Ces peintres ne forment pas une école ou un mouvement artistique à proprement parler. Ils ont tous leur style personnel et se rejoignent plutôt par le choix de leurs sujets, ainsi que par le regard qu’ils portent sur leur environnement et sur les grands événements de leur temps. Ils sont figuratifs, mais tournés vers la modernité : ils adoptent des procédés picturaux novateurs et sont influencés par les grands courants artistiques internationaux, comme l’expressionnisme allemand ou le muralisme mexicain.

Bateau dans le port de Jack Beder

Bateau accosté dans un port.
Musée McCord. M2010.74.4.
Une quinzaine d’artistes sont identifiés à ce groupe, dont les figures majeures de la scène artistique montréalaise des années 1930 : Jack Beder, Alexandre Bercovitch, Eric Goldberg et Louis Muhlstock. D’autres sont moins connus, à la même époque, comme Sam Borenstein, Herman Heimlich, Harry Mayerovitch, Bernard Mayman, Ernst Neumann et Fanny Wiselberg. Enfin, la jeune génération est représentée par des peintres comme Sylvia Ary, Rita Briansky, Ghitta Caiserman-Roth, Alfred Pinsky et Moe Reinblatt.

Peindre la ville dans ses temps durs

Hôpital Shriner de Moe Reinblatt

Hôpital Shriner caché derrière des herbes longues.
Musée McCord. M993.138.3.
Ces artistes de la communauté juive nous révèlent une page oubliée de l’histoire de Montréal au temps de la crise, telle que vue par des nouveaux immigrants qui se trouvent plongés dans la pauvreté et la montée du fascisme. Leurs sujets reflètent la dure réalité du moment : files de chômeurs, malades, prostituées, ouvriers, mendiants, taudis… Ils peignent aussi les paysages urbains montréalais : vues de chantiers, bancs publics, tramways, scènes de cabarets et de cafés, rues et ruelles, paysages croqués sur le mont Royal. Les portraits sont nombreux, souvent touchants.
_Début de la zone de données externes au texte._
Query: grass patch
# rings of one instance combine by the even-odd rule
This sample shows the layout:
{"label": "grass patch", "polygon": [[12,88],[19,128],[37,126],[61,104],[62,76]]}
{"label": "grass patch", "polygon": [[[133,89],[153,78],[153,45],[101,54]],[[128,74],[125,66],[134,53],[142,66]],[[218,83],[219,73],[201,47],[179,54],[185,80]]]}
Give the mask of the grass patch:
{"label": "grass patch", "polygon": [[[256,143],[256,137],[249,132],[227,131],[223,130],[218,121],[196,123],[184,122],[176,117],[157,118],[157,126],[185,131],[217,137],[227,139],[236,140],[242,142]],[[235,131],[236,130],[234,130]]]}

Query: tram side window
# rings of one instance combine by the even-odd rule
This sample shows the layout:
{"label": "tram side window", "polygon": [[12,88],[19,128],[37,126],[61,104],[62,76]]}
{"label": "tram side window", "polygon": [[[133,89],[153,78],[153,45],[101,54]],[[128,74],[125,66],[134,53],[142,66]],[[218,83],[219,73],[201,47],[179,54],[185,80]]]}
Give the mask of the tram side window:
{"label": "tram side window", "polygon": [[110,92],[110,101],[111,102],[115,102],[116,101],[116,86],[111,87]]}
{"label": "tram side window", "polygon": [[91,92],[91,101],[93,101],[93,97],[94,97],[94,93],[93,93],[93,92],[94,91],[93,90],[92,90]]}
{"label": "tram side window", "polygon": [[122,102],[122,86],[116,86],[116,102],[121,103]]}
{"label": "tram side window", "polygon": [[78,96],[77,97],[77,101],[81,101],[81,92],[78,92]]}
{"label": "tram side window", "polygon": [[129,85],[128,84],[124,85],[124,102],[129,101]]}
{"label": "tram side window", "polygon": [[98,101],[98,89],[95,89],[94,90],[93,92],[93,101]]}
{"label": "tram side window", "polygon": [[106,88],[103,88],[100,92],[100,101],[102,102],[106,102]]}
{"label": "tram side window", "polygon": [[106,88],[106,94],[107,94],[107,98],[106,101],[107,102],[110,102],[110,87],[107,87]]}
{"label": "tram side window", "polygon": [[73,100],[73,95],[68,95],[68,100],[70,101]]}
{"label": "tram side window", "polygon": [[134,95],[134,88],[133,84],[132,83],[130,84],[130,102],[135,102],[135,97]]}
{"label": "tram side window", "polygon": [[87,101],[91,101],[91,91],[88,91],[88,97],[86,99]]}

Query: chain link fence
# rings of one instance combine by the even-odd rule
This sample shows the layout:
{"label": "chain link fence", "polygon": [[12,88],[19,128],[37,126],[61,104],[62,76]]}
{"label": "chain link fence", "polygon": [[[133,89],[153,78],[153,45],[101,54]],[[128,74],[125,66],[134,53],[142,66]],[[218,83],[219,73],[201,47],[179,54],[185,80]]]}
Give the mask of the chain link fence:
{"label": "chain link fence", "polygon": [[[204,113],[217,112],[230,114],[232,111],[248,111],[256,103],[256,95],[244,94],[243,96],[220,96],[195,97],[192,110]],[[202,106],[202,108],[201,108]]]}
Cette riche production compte aussi des affiches pour des films de propagande, des murales, des caricatures pour les journaux, des scènes d’atelier.
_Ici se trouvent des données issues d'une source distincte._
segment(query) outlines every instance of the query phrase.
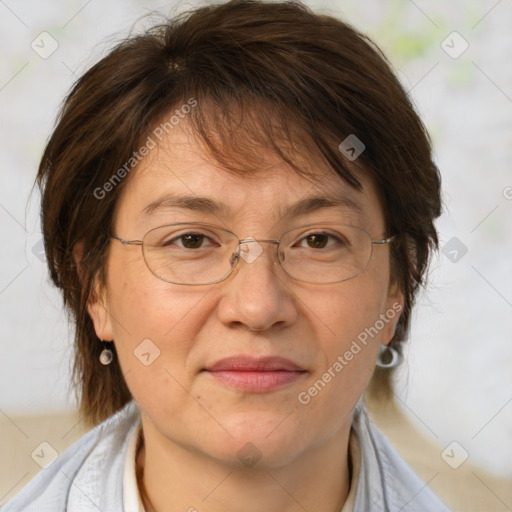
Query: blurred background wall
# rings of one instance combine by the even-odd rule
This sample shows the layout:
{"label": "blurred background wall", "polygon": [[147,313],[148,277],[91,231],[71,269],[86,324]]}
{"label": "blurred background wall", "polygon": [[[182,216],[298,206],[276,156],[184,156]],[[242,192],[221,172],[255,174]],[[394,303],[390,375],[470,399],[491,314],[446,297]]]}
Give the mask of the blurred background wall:
{"label": "blurred background wall", "polygon": [[[441,251],[414,317],[400,407],[448,453],[512,476],[512,1],[310,0],[372,37],[432,135]],[[197,5],[0,0],[0,415],[74,409],[72,331],[32,192],[74,80],[141,16]],[[440,454],[441,456],[441,454]],[[512,504],[511,504],[512,506]]]}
Témoins des grands événements sociaux et politiques qui ont marqué leur époque, ces peintres ont réagi chacun à leur manière, avec leur esthétique propre. Par leurs œuvres, ils nous permettent aujourd’hui de replonger dans cette période sombre de la vie montréalaise.
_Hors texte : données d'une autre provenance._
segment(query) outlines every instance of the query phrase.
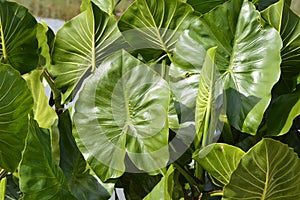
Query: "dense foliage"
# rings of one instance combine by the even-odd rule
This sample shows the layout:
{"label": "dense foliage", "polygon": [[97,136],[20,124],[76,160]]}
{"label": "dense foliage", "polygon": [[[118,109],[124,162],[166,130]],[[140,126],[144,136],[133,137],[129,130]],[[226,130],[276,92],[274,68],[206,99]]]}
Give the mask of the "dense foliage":
{"label": "dense foliage", "polygon": [[82,0],[55,35],[0,1],[0,200],[300,199],[290,5]]}

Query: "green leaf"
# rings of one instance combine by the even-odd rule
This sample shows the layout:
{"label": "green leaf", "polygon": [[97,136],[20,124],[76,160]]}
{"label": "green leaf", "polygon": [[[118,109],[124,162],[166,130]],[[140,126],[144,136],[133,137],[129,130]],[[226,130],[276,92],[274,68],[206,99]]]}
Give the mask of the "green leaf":
{"label": "green leaf", "polygon": [[271,5],[261,14],[267,23],[276,28],[283,41],[281,79],[277,84],[277,93],[290,93],[296,88],[300,75],[300,17],[284,0]]}
{"label": "green leaf", "polygon": [[126,153],[140,170],[166,166],[169,97],[168,84],[125,51],[87,80],[75,104],[75,137],[101,180],[123,174]]}
{"label": "green leaf", "polygon": [[293,149],[263,139],[241,159],[224,188],[223,199],[299,199],[299,167]]}
{"label": "green leaf", "polygon": [[0,62],[10,64],[21,74],[38,65],[36,20],[14,2],[0,2]]}
{"label": "green leaf", "polygon": [[272,102],[267,112],[267,135],[287,133],[293,120],[300,115],[300,89],[292,94],[281,95]]}
{"label": "green leaf", "polygon": [[6,178],[0,180],[0,200],[5,199],[6,194]]}
{"label": "green leaf", "polygon": [[245,152],[228,144],[210,144],[194,154],[194,159],[213,177],[213,182],[224,187]]}
{"label": "green leaf", "polygon": [[114,0],[83,0],[80,10],[84,11],[84,10],[88,9],[91,2],[93,2],[101,10],[103,10],[104,12],[106,12],[109,15],[112,15],[114,12],[114,5],[115,5]]}
{"label": "green leaf", "polygon": [[[282,46],[278,32],[271,27],[262,28],[258,19],[259,13],[251,2],[232,0],[194,21],[190,30],[184,32],[178,41],[178,46],[183,46],[180,43],[186,40],[189,40],[188,44],[196,44],[195,46],[202,46],[204,49],[218,46],[216,65],[226,90],[230,124],[253,135],[269,105],[271,89],[280,76]],[[189,58],[185,54],[178,57]],[[203,57],[203,54],[197,56],[200,64]],[[193,63],[193,60],[179,61]],[[181,65],[174,65],[178,66]],[[195,67],[190,70],[195,70]],[[177,77],[187,73],[189,71],[178,74]],[[179,81],[182,80],[175,80],[174,84]]]}
{"label": "green leaf", "polygon": [[57,88],[63,92],[63,102],[75,96],[82,81],[107,56],[124,47],[120,37],[115,17],[97,6],[89,6],[64,24],[55,38],[54,66],[49,68]]}
{"label": "green leaf", "polygon": [[24,200],[75,199],[68,192],[61,169],[52,160],[49,133],[40,129],[33,119],[30,121],[19,175]]}
{"label": "green leaf", "polygon": [[196,11],[202,14],[207,13],[208,11],[214,9],[215,7],[221,5],[224,2],[226,2],[226,0],[187,0],[187,3],[191,4]]}
{"label": "green leaf", "polygon": [[0,167],[14,172],[25,146],[31,93],[20,73],[0,64]]}
{"label": "green leaf", "polygon": [[212,47],[207,51],[200,74],[200,83],[195,111],[197,135],[197,139],[195,140],[196,147],[199,147],[202,137],[202,146],[212,143],[218,122],[216,106],[218,88],[216,87],[220,87],[220,85],[217,84],[217,72],[215,66],[216,51],[216,47]]}
{"label": "green leaf", "polygon": [[193,8],[180,0],[136,0],[122,15],[119,28],[133,49],[170,52],[192,13]]}
{"label": "green leaf", "polygon": [[[66,176],[66,182],[72,195],[77,199],[109,199],[107,191],[87,169],[87,164],[76,146],[72,136],[72,122],[69,111],[59,115],[60,130],[60,167]],[[112,185],[112,184],[110,184]]]}
{"label": "green leaf", "polygon": [[171,200],[174,188],[174,167],[171,165],[160,182],[144,198],[144,200]]}
{"label": "green leaf", "polygon": [[42,83],[42,70],[34,70],[24,76],[29,90],[32,93],[34,106],[34,119],[41,128],[51,130],[52,125],[57,119],[56,112],[49,106],[48,97],[45,94],[45,87]]}
{"label": "green leaf", "polygon": [[150,176],[146,173],[124,173],[116,183],[123,188],[126,200],[143,199],[161,180],[161,175]]}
Esther Trépanier et les peintres juifs de Montréal

C’est grâce à une Québécoise francophone sans origine juive que nous pouvons apprécier aujourd’hui à juste titre l’importante contribution des peintres juifs montréalais dans l’art québécois de l’entre-deux-guerres. Esther Trépanier, chercheure et professeure au département d’histoire de l’art de l’Université du Québec à Montréal, s’intéresse à la modernité dans l’art québécois et canadien dans la première moitié du XXe siècle. En se questionnant sur ce qui a ouvert la voie à Borduas et aux automatistes, à l’avant-garde reconnue de la modernité des années 1940 au Québec, elle découvre l’œuvre de plusieurs peintres de la communauté juive qui ont posé un regard personnel, humaniste et « moderne » sur la vie à Montréal durant trois décennies difficiles. Leur peinture se distingue clairement du courant traditionaliste, académique ou régionaliste de l’époque. Une sorte de chaînon manquant vers la modernité se révèle à travers des styles et des thèmes qui nous font découvrir le Montréal des années 1930 à 1948 sous un jour nouveau.

Esther Trépanier est à l’origine de l’exposition qui fit connaître ce groupe de peintres au grand public dans le cadre d’une importante exposition au Musée national des beaux-arts de Québec en 2008, puis au Musée McCord en 2010. En 1984, elle avait présenté une exposition de moindre envergure, sur le même sujet, au Centre Saidye-Bronfman (aujourd’hui Centre Segal des arts de la scène). Esther Trépanier est aussi l’auteure de l’ouvrage Peintres juifs de Montréal, témoins de leur époque 1930-1948, paru aux Éditions de l’Homme.

 

Références bibliographiques

GAUVREAU, Claude. « Peintres juifs montréalais (1930-1948) : redécouvrir des pionniers de l’art moderne », [En ligne], L’UQAM, vol. XXXIV, no 18 (18 février 2008).
http://www.uqam.ca/entrevues/2008/e2008-023.htm

TRÉPANIER, Esther. Peintres juifs de Montréal, témoins de leur époque 1930-1948, Montréal, Les Éditions de l’Homme, 2008, 287 p.